Hari bergerak begitu cepat, kini langit sudah mulai senja. Warna kelabu mekar bagai dedaunan musim semi, dan Riku, masih tertidur di kamarnya. Kekuatan yang begitu besar, waktu yang begitu cepat, membuat Riku melepas batasan terluarnya, dia butuh banyak istirahat.

"Kau mau pulang sekarang, Morgan?" Tanya kakek saat melihat Morgan sudah siap dengan semua peralatannya di depan rumah.

"Iya, kakek, aku akan pulang. Sebab, besok akan ada misi besar." Jelas Morgan

Teera sudah pulang lebih awal, dia meminta izin untuk kembali. Setelah melihat apa yang terjadi pada Riku, ia tidak bisa diam saja. Riku, bagi Teera, adalah teman sekaligus rival yang begitu kuat, aku akan pulang dan berlatih, ucapnya.

"Terimakasih sudah menyempatkan dirimu untuk hadir, Morgan. Orang tua ini sangat tersanjung, kau sang ketua pasukan kerajaan, bisa meluangkan waktunya untuk orang asing." Ucap kakek.

"Asing? Hahaha. Kau ada-ada saja, kakek. Kalian semua keluargaku, bahkan mati pun akan ku jalani kalau itu untuk menolong kalian. Sudah lah, aku berangkat dulu.

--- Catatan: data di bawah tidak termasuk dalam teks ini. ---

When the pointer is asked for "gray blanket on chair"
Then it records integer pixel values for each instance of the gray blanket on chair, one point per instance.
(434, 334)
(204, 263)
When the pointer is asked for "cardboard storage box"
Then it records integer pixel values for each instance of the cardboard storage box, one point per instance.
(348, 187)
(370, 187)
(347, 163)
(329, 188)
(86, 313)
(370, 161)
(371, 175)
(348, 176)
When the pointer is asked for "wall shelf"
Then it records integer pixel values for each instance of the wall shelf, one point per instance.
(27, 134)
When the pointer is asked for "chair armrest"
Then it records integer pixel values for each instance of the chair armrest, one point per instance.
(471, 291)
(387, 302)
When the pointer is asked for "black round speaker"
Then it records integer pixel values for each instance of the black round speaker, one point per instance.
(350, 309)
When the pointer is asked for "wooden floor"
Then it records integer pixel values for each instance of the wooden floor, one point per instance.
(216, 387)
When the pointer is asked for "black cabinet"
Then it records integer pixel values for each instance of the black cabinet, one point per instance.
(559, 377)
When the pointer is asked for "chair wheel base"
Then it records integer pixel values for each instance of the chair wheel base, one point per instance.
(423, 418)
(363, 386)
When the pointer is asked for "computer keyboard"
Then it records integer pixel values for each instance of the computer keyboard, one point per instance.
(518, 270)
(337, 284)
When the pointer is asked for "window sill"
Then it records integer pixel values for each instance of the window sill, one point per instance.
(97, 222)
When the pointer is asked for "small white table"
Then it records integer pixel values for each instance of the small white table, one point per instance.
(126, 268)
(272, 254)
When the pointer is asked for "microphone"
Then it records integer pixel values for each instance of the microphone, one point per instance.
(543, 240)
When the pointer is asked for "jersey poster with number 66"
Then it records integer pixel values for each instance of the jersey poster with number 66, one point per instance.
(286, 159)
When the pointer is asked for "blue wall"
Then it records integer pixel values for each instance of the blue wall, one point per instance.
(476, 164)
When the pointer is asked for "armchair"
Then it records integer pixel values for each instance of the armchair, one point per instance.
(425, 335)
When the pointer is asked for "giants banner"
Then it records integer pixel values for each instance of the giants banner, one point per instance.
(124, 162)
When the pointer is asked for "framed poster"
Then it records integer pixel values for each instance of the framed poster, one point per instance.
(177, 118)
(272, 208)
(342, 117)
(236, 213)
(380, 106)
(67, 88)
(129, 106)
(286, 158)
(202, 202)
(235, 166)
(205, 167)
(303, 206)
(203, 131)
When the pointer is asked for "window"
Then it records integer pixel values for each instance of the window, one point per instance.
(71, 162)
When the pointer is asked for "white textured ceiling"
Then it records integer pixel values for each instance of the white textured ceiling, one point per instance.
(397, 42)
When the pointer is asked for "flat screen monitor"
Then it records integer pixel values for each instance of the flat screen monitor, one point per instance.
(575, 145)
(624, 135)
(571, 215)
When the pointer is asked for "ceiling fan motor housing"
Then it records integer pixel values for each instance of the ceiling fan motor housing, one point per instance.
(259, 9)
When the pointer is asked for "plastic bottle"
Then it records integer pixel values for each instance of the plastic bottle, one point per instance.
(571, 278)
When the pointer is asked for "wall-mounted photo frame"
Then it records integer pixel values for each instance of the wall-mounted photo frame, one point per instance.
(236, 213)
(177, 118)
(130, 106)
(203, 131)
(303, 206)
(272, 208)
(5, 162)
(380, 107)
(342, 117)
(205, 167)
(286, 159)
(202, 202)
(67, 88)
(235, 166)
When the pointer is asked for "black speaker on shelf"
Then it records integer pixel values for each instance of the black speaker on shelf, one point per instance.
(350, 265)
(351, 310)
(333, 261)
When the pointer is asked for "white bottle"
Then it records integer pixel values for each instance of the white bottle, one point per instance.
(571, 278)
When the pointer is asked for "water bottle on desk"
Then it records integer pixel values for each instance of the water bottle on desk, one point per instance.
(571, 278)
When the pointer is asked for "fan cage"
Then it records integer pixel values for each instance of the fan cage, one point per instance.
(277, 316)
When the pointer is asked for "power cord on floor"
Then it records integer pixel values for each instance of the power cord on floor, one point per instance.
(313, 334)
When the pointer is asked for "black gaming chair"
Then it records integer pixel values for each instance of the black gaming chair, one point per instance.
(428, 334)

Sampai jumpa." Ucap Morgan seraya melambaikan tangan, tanda perpisahan dan mulai berjalan meninggalkan rumah.

"Semoga saja kekuatanmu tidak akan bertarung dengan kekuatanku, Riku."

Hari yang besar sudah terlewati. Semua kembali kepada kehidupannya. Kekuatan besar telah lahir di dalam diri seorang anak yang baru dewasa. Semua tampak bahagia, sebab mereka tidak tahu apa yang akan terjadi selanjutnya. Setiap kekuatan yang besar, ditakdirkan untuk sesuatu yang besar.

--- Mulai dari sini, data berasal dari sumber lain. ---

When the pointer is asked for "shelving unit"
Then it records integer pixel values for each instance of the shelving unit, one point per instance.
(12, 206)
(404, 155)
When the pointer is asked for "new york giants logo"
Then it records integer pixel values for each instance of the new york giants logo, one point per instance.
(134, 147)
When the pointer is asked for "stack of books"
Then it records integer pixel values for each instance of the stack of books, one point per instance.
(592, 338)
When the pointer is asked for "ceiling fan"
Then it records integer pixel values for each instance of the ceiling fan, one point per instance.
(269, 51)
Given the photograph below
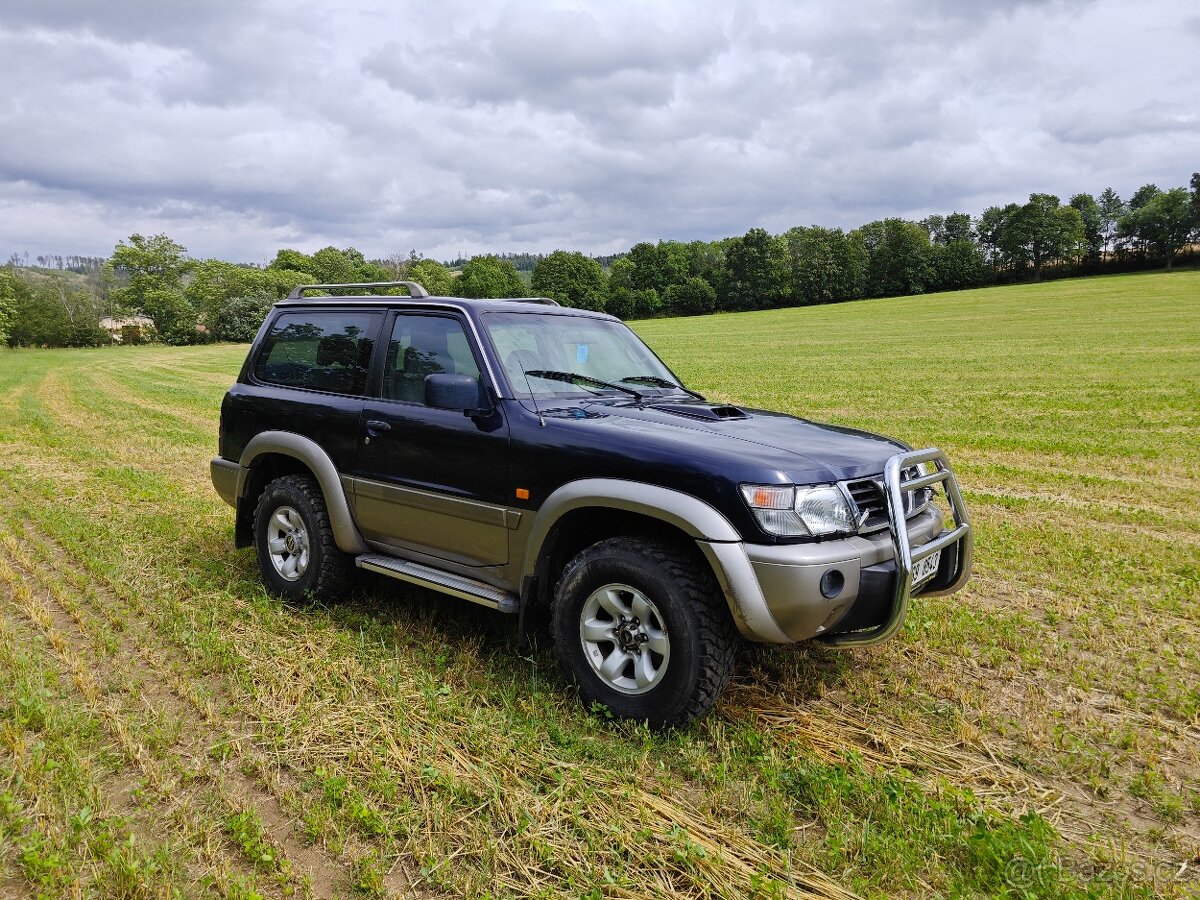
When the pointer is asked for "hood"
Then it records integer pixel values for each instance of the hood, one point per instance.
(795, 449)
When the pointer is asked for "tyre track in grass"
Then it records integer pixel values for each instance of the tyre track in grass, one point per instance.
(221, 724)
(807, 882)
(109, 381)
(185, 780)
(709, 835)
(880, 730)
(49, 627)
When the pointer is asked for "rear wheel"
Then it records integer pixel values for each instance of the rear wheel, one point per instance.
(298, 556)
(641, 625)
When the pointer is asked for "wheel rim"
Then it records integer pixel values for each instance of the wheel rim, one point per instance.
(287, 541)
(624, 639)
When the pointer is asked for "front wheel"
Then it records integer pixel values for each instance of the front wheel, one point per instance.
(641, 625)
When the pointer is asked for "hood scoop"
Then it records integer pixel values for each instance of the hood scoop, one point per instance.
(712, 412)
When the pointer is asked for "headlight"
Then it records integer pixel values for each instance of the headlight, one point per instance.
(798, 511)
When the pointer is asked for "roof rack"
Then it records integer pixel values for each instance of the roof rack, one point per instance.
(414, 288)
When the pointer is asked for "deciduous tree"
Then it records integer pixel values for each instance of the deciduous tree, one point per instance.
(490, 276)
(571, 279)
(1164, 223)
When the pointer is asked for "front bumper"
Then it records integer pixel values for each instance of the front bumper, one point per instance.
(775, 591)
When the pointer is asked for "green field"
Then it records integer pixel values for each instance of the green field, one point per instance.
(168, 730)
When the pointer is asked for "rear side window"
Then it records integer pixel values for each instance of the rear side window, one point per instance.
(423, 346)
(319, 351)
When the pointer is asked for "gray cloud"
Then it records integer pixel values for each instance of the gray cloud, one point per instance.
(241, 127)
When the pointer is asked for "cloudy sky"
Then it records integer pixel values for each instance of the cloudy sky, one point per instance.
(240, 126)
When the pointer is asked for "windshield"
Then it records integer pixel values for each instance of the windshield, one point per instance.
(598, 351)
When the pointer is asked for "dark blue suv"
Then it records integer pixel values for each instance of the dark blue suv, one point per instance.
(527, 456)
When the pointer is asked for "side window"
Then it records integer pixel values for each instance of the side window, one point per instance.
(319, 351)
(423, 346)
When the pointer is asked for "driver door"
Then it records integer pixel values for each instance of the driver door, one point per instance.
(432, 480)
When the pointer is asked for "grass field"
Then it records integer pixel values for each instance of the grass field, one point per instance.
(168, 730)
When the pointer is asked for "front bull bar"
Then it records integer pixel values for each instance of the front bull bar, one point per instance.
(906, 556)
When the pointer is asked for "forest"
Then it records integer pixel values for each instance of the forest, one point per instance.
(149, 288)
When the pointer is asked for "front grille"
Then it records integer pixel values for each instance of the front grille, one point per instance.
(869, 497)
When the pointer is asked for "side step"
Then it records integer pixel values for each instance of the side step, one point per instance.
(436, 580)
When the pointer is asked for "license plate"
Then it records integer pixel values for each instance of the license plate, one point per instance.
(927, 568)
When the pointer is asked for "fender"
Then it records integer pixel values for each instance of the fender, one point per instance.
(717, 539)
(307, 451)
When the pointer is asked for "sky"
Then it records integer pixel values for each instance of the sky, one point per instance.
(243, 126)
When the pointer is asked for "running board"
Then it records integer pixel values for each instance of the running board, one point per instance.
(436, 580)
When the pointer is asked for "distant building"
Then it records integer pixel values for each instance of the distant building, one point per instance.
(127, 329)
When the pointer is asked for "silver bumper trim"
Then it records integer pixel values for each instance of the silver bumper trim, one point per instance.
(905, 556)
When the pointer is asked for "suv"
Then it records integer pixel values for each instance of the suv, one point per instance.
(527, 456)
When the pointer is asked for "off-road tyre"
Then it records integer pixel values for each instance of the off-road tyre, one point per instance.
(702, 637)
(328, 571)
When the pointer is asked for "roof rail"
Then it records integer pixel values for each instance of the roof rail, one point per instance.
(414, 288)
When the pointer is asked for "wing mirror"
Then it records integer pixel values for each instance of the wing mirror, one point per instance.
(455, 391)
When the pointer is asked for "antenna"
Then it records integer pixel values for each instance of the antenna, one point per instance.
(532, 395)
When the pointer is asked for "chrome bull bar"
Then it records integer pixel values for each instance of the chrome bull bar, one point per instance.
(906, 556)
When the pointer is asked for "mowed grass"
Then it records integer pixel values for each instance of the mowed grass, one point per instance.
(167, 730)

Jauh di tengah hutan, sayup-sayup terdengar suara.

"Kau sudah pastikan? Apa dia seperti yang dikatakan?"

"Iya, benar. Dan dia baru saja menguasai sihir jimat. Sihir yang persis seperti ayahnya, sihir api murni."

"Baiklah, kita lakukan sesuai rencana."

"Baik, ketua, laksanakan!"

"Semua kekuatan besar adalah ancaman. Dan ancaman, harus segera dimusnahkan."